The evolving clinical, genetic and therapeutic landscape of multiple endocrine neoplasia type 2

    1. Lois M Mulligan1
    1. 1Division of Cancer Biology and Genetics, Cancer Research Institute, and Department of Pathology and Molecular Medicine, Queen’s University, Kingston, Ontario, Canada
    2. 2Department of General-, Visceral- and Transplantations Surgery, Division of Endocrine Surgery, Medical Faculty, University of Duisburg-Essen, Duisburg, Germany
    1. Correspondence should be addressed to L M Mulligan: mulligal{at}queensu.ca

    The association of medullary thyroid carcinoma (MTC) and pheochromocytoma (PHEO) that we now recognize as multiple endocrine neoplasia type 2 (MEN2) (Fig. 1) was first reported by John Sipple in 1961 (Sipple 1961), but over 30 years passed before the cause of this inherited cancer syndrome was identified as mutations of the rearranged during transfection (RET) receptor tyrosine kinase (Donis-Keller et al. 1993, Mulligan et al. 1993). In the ensuing 25 years, RET mutation detection has changed our approaches to MEN2 risk prediction, diagnosis, management and treatment and has greatly improved disease outcomes and quality of life for patients and families with the disease. Moreover, advances in research and technology and better understanding of the disease are pushing the barrier toward earlier, less intensive, personalized care.

    Figure 1

    Pedigree of a family with MEN2 showing autosomal dominant inheritance pattern.

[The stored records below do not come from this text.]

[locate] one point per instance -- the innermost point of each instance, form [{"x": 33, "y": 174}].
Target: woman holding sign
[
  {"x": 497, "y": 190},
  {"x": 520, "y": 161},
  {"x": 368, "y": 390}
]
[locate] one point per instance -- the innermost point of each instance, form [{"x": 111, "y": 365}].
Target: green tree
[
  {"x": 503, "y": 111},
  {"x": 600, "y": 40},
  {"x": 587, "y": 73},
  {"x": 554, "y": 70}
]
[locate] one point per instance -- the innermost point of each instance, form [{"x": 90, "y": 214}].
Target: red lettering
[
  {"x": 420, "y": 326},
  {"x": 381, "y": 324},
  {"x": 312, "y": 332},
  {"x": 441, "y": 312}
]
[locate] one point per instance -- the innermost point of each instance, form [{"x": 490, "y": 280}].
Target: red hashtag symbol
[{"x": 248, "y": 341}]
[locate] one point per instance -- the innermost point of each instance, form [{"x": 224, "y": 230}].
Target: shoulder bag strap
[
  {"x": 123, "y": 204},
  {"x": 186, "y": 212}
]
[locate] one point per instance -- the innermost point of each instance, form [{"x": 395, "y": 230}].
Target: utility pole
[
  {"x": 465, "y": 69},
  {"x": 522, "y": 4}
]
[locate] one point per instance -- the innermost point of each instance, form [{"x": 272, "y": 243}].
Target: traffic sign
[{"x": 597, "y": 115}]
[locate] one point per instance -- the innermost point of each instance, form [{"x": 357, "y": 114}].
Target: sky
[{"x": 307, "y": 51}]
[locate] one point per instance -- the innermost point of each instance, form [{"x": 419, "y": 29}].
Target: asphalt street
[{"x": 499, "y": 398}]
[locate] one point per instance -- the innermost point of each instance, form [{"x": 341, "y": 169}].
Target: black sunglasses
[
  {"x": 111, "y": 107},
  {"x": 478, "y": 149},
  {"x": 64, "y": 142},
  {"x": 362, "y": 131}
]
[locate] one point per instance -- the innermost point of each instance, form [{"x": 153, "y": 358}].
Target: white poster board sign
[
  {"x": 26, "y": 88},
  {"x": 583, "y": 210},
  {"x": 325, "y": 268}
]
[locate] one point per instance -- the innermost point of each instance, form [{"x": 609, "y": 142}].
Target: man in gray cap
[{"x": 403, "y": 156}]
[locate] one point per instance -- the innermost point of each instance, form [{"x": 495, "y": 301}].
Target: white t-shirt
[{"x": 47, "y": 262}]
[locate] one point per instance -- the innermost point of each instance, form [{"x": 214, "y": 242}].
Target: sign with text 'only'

    The identification of activating RET point mutations as the cause of MEN2 represented a novel paradigm for the origins of hereditary cancers, which had previously been exclusively linked to tumor suppressors. As MEN2 mutations activate or enhance RET kinase function, there were relatively few unique mutations (Fig. 2), which simplified detection and interpretation. This has led to our current abilities to predict disease course and optimize management based on the specific RET mutation observed (Wells et al. 2015).

    Figure 2

    MEN2 mutations in the RET receptor tyrosine kinase. Schematic diagram showing locations of the common RET mutations identified in MEN2 patients. The two mutations associated with MEN2B are indicated in red. Two sequence variants suggested to act as modifiers, either affecting severity of other RET mutations or as risk-associated alleles in other cancers, are indicted in blue. RET protein domains indicated are CLD, cadherin-like domains; CRD, cysteine-rich domain; KD, kinase domain; TM, transmembrane domain.

    The current outlook of MEN2 clinical management, treatment and quality of care

    In ‘Advances in the management of MEN2’, Samuel Wells …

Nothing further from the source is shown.